While drugs were flying under the radar, the food flags were flying high at every meal. In the dining hall a flag was literally erected to signal first servings, then there was a subsequent flag for second helpings: only in America. The third flag cued dessert; both lunch and dinner came with rich desserts like pumpkin pie, cookies, brownies, or ice cream sundaes, and then the fourth flag was “meds”: medication. Again: only in America.
The amount of over-medicated children at this camp was astounding. Forget years of university to become a pharmacist, just work at a camp and you’ll be administering drugs like Michael Jackson’s doctor. On Sundays when the children (and their medications) were checked in, your backpack would be so loaded with Ritalin, mood stabilizers, asthma pumps and anti-anxiety medication that you were at risk of Charlie Sheen jumping you on the hike to Troop House 5.

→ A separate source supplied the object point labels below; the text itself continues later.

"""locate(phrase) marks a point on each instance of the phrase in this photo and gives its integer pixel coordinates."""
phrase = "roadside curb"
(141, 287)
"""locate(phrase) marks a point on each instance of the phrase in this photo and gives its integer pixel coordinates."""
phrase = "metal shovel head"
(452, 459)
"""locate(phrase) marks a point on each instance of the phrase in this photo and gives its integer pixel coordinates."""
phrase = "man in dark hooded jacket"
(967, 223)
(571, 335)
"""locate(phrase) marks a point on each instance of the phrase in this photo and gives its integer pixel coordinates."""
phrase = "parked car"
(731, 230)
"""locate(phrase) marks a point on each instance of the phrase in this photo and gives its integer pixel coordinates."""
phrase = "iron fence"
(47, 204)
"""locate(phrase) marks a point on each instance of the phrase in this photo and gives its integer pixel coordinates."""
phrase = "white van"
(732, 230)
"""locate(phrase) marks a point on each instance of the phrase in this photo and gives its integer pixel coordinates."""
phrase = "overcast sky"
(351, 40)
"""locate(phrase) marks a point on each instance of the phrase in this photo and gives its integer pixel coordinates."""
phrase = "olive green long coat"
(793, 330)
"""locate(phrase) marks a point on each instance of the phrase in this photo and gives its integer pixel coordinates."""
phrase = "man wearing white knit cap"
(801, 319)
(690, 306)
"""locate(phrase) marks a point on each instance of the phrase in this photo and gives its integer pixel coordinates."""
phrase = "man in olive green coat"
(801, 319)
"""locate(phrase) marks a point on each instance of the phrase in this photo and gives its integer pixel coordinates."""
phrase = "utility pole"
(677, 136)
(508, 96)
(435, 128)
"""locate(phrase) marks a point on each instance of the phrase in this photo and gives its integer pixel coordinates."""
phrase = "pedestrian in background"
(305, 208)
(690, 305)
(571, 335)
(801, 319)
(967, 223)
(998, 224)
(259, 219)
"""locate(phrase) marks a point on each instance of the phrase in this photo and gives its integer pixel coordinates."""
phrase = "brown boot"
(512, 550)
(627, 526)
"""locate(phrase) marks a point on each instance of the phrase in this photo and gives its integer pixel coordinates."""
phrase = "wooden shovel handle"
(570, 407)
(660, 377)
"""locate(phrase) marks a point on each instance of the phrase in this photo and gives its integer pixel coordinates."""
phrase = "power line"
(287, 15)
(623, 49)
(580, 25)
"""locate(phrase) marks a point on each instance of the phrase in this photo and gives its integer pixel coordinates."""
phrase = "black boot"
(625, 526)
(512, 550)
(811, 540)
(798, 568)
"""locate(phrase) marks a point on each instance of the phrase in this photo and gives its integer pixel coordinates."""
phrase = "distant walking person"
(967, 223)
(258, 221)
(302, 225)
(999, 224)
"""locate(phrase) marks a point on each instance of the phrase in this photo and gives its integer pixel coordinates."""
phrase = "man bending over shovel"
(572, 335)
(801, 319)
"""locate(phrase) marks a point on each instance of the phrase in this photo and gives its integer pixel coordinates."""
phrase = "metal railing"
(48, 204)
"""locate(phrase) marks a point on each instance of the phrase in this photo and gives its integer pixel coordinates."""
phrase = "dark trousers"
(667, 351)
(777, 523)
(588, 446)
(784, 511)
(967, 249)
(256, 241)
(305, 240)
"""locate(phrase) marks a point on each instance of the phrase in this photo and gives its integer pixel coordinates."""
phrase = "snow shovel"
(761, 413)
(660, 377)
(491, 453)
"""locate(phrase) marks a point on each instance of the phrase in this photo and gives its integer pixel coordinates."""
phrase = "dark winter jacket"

I will never understand how this camp managed to avoid accidents, injuries and fatalities when inept counselors (like myself) were as prevalent as drug quantities even the Bali Nine would deem irresponsible. Quite often I would be walking the 20 minute hike between the break-room and my cabin, alone in the dark, and would be bewildered by the “beware of cougars” signs randomly littered across the camp grounds. Knowing Demi Moore’s native territory was states away I proceeded to worry.
The belief that these signs would suffice as ample warning seemed troubling to say the least. After nine weeks of “roughing it” I still hadn’t really picked up any outdoorsy skills that would serve me if I were genuinely lost in the woods. My reliance on lighter fluid to start campfires took the Girl Scout mantra of “leave no trace” far too literally. I went to camp without my first aid certificate and left equally unqualified.
In fairness no amount of Mickey Mouse Club-esque training could have prepared any of us for the responsibility of supervising all these children AND their prescription drugs. Luckily with the trail mixes of pharmaceuticals at camp our jobs were eased, as we were guaranteed no one was going to be sleepless in Seattle.
And so somehow or other I survived my three month stint, though in fairness I could barely navigate my way to the dining hall so fleeing in the night really wasn’t a plausible option.
You may wonder why I haven’t mentioned the name of the camp I worked at, or the company I went through, but like any good Girl Scout I’ve taken the vow to leave no trace.